- Born: November 24, 1966 (age 59) Brooklyn, New York, U.S.
- Occupation: Pizzaiolo
- Known for: Lucali

= Mark Iacono =

American cook and restaurateur

Mark Iacono (born November 24, 1966) is an American pizzaiolo, who founded the pizzeria Lucali in Carroll Gardens, Brooklyn in 2006. He has received national recognition for his restaurant and has since expanded to several locations around the country.

==Restaurant business==
Prior to starting Lucali, Iacono worked in construction and focused on granite and marble fabrication. Iacono rented out a candy store he frequented in his youth located on Henry St in Brooklyn. Iacono wanted to keep a local pizzeria. Other than his grandmother, Iacono said that Domenico "Dom" DeMarco of Di Fara Pizza was another inspiration for him, watching Dom take pizza to the next level. Iacono says when he started the restaurant he had no experience in the food industry, never having made a pizza in his life.

In 2011, Iacono was involved in a knife fight with ex-con and mobster Batista "Benny" Geritano. The fight was rumored to be over a shakedown from the mob wanting a cut of Iacono's profits.
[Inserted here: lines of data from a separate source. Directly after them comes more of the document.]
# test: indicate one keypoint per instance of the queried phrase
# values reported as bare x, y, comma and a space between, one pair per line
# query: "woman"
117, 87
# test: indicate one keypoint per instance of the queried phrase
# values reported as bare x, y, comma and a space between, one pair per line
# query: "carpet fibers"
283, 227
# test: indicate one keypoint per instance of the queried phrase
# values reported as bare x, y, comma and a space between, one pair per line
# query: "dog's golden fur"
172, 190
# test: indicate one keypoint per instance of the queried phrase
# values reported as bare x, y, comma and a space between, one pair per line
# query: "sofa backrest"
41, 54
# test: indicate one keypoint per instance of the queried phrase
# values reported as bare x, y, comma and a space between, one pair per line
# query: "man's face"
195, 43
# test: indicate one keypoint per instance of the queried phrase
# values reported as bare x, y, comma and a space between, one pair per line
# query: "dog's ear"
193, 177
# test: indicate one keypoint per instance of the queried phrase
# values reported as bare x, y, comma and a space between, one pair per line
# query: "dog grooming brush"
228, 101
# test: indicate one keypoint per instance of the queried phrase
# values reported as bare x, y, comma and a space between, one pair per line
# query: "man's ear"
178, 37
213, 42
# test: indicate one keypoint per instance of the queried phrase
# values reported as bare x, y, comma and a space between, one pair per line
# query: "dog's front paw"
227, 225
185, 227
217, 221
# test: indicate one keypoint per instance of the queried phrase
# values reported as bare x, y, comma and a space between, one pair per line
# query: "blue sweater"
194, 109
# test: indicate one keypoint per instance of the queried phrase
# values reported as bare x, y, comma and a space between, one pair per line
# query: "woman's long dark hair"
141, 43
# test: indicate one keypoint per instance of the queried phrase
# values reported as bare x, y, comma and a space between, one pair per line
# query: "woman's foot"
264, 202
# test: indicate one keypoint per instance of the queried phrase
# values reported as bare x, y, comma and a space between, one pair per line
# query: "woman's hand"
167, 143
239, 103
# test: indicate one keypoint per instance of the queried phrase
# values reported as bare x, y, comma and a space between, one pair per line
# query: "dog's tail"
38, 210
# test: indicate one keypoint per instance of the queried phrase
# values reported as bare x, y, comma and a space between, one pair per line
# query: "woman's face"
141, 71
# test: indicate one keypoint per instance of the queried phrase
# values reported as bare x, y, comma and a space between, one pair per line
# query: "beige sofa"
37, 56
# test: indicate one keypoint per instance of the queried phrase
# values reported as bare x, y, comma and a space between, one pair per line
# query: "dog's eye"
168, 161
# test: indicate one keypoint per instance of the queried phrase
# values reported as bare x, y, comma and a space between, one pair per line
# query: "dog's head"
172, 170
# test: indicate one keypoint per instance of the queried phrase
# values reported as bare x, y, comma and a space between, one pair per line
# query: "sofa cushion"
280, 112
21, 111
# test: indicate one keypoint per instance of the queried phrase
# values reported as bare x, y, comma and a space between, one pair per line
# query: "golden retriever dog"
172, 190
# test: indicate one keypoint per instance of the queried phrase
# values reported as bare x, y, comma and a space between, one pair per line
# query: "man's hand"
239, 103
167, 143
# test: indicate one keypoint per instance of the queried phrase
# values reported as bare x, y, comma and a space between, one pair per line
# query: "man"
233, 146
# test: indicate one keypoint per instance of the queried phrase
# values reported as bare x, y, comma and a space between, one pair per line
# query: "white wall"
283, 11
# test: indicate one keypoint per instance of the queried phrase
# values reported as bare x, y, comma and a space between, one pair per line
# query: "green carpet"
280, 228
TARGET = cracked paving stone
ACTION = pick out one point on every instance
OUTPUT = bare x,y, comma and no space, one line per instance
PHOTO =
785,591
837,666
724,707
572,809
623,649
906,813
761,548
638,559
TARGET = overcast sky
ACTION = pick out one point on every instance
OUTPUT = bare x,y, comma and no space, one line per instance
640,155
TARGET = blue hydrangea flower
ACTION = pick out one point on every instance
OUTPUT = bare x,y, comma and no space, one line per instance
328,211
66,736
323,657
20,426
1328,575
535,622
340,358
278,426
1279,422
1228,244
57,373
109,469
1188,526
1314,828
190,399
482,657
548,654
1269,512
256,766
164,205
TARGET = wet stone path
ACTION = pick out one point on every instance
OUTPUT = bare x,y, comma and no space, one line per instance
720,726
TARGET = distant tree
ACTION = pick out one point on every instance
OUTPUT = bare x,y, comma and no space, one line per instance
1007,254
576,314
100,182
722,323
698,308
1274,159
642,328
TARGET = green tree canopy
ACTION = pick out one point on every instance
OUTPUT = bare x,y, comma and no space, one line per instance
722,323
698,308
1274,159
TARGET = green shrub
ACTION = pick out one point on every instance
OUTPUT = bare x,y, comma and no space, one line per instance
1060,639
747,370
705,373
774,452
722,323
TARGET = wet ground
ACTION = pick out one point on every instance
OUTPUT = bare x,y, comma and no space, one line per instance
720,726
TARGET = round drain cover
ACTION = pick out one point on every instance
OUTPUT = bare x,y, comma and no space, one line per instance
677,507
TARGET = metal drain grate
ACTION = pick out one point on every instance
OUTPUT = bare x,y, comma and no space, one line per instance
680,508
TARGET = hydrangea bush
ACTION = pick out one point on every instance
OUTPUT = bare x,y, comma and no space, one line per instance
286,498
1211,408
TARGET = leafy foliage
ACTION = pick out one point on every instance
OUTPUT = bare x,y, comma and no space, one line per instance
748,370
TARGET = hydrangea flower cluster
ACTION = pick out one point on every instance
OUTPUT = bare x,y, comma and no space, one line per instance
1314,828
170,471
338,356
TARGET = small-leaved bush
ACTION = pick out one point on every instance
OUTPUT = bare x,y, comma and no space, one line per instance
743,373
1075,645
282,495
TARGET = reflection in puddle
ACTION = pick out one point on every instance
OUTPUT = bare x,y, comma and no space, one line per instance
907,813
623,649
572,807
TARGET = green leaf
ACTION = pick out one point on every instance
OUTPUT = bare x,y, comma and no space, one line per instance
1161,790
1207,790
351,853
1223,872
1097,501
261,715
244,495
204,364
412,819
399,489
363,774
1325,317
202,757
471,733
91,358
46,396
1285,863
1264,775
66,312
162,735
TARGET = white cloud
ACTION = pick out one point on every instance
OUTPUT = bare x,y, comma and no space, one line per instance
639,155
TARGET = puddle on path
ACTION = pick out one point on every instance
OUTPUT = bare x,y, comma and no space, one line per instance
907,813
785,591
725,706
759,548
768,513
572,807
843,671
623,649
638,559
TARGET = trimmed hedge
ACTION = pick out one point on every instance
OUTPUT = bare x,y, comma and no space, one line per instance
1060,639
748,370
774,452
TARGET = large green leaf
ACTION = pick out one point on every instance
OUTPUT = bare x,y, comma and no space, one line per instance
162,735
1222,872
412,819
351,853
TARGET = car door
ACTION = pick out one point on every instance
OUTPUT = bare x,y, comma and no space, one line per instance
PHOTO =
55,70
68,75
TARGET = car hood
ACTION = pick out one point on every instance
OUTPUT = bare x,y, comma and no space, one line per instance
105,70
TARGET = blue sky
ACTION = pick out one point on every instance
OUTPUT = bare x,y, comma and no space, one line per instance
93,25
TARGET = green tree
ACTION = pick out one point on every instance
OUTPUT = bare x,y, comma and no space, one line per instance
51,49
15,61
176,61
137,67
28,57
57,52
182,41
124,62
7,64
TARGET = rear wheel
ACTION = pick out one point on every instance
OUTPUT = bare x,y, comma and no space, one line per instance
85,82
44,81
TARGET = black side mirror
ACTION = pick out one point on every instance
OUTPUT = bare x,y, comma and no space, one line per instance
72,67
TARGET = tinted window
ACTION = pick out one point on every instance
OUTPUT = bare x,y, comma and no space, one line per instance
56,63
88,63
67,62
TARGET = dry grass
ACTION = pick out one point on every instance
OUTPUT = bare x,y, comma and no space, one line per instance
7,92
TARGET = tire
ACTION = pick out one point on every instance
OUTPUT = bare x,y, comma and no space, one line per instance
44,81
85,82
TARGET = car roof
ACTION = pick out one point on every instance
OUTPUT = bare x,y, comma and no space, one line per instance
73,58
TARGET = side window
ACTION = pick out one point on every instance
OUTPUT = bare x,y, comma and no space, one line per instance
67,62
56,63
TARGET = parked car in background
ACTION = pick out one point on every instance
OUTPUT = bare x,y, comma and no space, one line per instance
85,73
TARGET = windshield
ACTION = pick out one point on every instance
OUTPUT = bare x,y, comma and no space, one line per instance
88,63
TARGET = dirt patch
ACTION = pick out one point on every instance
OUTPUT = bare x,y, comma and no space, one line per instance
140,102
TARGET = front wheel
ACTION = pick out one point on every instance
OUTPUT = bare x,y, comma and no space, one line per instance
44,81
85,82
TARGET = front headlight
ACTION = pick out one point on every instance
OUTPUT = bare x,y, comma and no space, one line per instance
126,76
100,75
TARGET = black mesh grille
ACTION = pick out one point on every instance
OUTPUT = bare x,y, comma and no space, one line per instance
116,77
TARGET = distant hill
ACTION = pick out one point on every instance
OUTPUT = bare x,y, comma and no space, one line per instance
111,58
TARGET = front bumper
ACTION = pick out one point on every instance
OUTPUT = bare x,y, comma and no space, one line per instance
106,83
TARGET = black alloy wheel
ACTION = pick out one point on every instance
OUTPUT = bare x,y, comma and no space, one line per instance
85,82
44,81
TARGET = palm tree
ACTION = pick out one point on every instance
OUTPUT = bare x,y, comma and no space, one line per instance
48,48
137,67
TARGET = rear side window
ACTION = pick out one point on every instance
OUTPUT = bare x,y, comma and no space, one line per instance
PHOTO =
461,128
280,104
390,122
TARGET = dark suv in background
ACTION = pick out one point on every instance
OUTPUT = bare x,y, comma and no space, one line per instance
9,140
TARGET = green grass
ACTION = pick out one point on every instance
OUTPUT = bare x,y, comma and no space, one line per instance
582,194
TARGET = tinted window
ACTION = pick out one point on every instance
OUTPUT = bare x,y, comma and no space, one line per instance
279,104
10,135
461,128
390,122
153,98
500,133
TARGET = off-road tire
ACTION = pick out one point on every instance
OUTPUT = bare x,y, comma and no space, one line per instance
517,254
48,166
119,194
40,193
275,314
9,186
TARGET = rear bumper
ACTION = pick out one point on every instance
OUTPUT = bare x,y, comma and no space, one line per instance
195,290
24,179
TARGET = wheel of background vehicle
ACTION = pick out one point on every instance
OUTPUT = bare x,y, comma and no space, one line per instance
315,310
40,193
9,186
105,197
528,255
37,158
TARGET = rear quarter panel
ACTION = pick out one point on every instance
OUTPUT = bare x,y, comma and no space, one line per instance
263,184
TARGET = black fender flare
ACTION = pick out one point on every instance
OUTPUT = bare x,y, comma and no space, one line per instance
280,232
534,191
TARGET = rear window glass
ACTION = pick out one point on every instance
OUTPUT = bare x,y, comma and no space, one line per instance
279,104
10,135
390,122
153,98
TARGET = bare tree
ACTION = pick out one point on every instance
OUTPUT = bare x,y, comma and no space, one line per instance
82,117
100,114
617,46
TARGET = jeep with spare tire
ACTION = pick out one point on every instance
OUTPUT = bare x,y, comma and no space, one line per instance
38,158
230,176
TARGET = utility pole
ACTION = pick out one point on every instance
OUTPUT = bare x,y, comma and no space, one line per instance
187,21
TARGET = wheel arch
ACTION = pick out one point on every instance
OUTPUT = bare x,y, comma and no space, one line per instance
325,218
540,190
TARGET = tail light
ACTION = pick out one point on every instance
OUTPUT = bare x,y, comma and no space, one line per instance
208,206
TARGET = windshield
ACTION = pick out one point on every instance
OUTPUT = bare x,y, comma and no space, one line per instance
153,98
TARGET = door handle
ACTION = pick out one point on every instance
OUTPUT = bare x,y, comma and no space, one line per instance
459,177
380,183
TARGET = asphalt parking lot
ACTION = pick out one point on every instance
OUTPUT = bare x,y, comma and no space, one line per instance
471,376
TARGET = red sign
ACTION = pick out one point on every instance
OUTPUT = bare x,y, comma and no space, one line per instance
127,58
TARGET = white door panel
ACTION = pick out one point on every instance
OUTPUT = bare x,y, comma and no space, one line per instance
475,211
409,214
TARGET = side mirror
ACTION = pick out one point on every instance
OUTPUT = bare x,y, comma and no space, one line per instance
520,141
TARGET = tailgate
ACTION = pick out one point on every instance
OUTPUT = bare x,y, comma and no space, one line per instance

The altercation occurred at Joe's Superette, an old-fashioned store located at the corner of Carroll and Smith street.

Iacono has starred in multiple shows including Netflix's Ugly Delicious, The Pizza Show and Munchies. He has appeared a few times with pizzaiolo Frank Pinello. One of his favorite Italian comfort foods is the English muffin pizza.